Current Indicator: Risk-Off
Strategy: Beta Rotation - Example: Invest in the Utilities Select Sector SPDR ETF (XLU) over the SPDR S&P 500 ETF Trust (SPY)

SHORT-TERM SIGNAL: LONG DURATION/INTERMEDIATE DURATION TREASURIES RATIO
Target Investor: Short-term traders with a higher risk tolerance who want to use the activity in the US Treasury market to judge overall risk levels.
Current Indicator: Risk-Off
Strategy: Tactical Risk Rotation - Example: Invest in the Vanguard Long-Term Treasury Index Fund (VLGSX) over SPY

Both the S&P 500 Index (SPX) and Nasdaq 100 have been continuing to set all-time highs, but two of the market’s true risk-off assets are indicating that it might be time to take your foot off the gas. Which one is right?

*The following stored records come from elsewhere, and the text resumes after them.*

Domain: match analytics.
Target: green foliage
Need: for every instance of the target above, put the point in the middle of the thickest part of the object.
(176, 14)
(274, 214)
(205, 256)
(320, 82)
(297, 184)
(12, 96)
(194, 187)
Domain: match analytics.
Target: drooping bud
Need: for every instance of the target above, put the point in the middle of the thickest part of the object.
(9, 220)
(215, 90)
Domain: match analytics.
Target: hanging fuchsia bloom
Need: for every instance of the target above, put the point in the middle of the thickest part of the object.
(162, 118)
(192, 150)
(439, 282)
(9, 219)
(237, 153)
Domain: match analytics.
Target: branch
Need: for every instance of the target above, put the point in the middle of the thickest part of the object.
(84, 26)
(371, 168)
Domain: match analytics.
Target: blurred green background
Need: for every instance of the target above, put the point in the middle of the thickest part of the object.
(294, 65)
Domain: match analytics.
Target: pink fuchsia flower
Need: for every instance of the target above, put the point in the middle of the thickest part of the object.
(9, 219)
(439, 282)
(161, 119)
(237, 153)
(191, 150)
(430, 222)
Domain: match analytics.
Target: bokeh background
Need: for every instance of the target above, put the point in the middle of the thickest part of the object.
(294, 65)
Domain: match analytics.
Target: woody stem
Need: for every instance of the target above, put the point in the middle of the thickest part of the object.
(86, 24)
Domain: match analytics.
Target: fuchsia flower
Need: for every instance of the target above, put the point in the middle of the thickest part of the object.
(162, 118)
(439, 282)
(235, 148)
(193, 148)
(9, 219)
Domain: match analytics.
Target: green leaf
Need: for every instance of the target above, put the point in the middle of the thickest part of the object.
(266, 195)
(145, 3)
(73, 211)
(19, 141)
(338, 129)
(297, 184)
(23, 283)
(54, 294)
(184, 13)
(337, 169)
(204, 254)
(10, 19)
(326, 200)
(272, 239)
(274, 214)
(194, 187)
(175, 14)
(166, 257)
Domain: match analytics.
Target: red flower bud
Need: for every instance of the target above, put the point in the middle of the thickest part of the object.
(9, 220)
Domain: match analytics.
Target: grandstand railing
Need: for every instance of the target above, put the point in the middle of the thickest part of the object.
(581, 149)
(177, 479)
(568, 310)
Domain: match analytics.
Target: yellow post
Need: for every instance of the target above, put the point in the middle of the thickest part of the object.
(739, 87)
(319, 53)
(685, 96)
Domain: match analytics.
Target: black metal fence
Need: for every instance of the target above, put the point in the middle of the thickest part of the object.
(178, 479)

In reality, the market has been shifting to a more neutral tone for weeks. Value is keeping up with growth. Low vol is keeping up with high beta. Small-caps are even starting to look better here.

With the exception of gold, which has been consolidating its 2025 gains, several defensive asset classes have either been keeping pace with or outperforming their riskier counterparts for several weeks. Market volatility may be relatively calm, but there do seem to be some shifts happening beneath the surface.